OPINION | LETTERS TO THE EDITOR: We're all connected | Protect legal system | Taken out of context

We're all connected

I had never considered that efforts to protect Americans from illness and agonizing deaths could be equated to murdering 6 million humans. But then, I am from a time when "Do unto others as you would have others do unto you" and "l am my brother's keeper" were basic tenets of American/Christian behavior. I fear that we have fallen far below our past standards.

Joining in efforts to protect our nation from the ravages--health and financial--of covid-19 is no less than required by our shared humanity. As has been written, "No man is an island."

A recent Sunday's letter-writer from Mountain Home undoubtedly accepts many benefits from others who contribute in many ways which make possible the lives we all enjoy. Precautions taken to prevent disease transmission are no more a burden in reality than the precautions taken to provide for safe food and water.

The refusal to assist in protecting our neighbors and our communities from disease is, I believe, based in an inability to imagine how interdependent we really are on each other. This loss of empathy is being furthered by political winds which further divide us into opposing political camps.

Are 800,000 covid-19 deaths not going to be enough?

DENNIS A. BERRY

Bryant

Protect legal system

Suppose you have been accused of a crime. Should you have to prove you did not commit that crime or should the accuser or their representative have to prove you committed the crime?

In our justice system, as in that of most other countries, one might commit a heinous crime and that act be recorded and reported on all forms of local and national media. However, if the perpetrator does not confess, that person is only an alleged perpetrator. Stated in another way, you are innocent until it is proven you are guilty in a court of law.

The failure to conclude someone is guilty of a crime does not mean they are innocent. In fact, what the "innocent until proven guilty" part of our common-law justice system attempts to guarantee is that, as responsible citizens of our nation, we had rather let the guilty go free than punish the innocent.

The legal system we have, flawed as it may be, is designed to protect all of us, and we should make any amount of effort needed to protect it.

One reason our freedom of speech is so precious is that one is welcome to voice, in a non-threatening way, an opinion about the outcome of any event. That right extends to conclusions reached as a result of some legal action. Moreover, that voice is welcome to raise itself to a crescendo level via demonstrations. Even if we vehemently disagree with that outcome, when all is said and done, one should ask if one wants to return to when lynching was our solution to perceived failures of our system of justice.

If not, then we must agree to peacefully disagree, recognize no system works perfectly, and protect our legal system that guarantees one is innocent until proven guilty.

PHILLIP TAYLOR

Fayetteville

Taken out of context

As is often the case, an individual’s comments are taken out of context.

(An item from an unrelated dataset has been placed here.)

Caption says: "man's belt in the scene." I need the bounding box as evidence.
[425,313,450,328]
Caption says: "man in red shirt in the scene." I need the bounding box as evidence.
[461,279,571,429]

Typically this is done to sensationalize an opinion or mislead someone such that they adopt that opinion as their own. I believe such is the case with the recent letter from Deborah Suttlar. Ms. Suttlar asserts Sarah Sanders is the “epitome of ‘white privilege.’” That supports the idea that a person is given unfair advantage in life based on their skin color. That may be Ms. Suttlar’s opinion, but I believe it is not supported by any evidence she provides. To make that statement as fact is wrong.

It is Ms. Suttlar’s right to an opinion, but to cite as evidence that both Sarah and her father are racists based on a statement Mr. Huckabee made regarding the 1857 Dred Scott Supreme Court decision as “the law of the land” is incorrect when taken out of context. Mr. Huckabee did make that statement and unfortunately he is correct in the fact it was never overturned. Of course we all know the 13th and 14th amendments to the Constitution made it unenforceable.

Mr. Huckabee made his reference to Dred Scott in an attempt to make an argument that the recent, at the time, Supreme Court ruling legalizing homosexual marriage did not make such marriage right, just as Dred Scott did not make slavery right. His argument was ineffective and ill-advised as it opened the door to the same incorrect assertion Ms. Suttlar makes.

Perhaps Ms. Suttlar is unaware of the context within which Mr. Huckabee said what he said. However, this newspaper claims that letters are checked for accuracy as to statements of fact. I believe these sorts of letters do no one anything other than a disservice in the spiteful atmosphere in which we now live.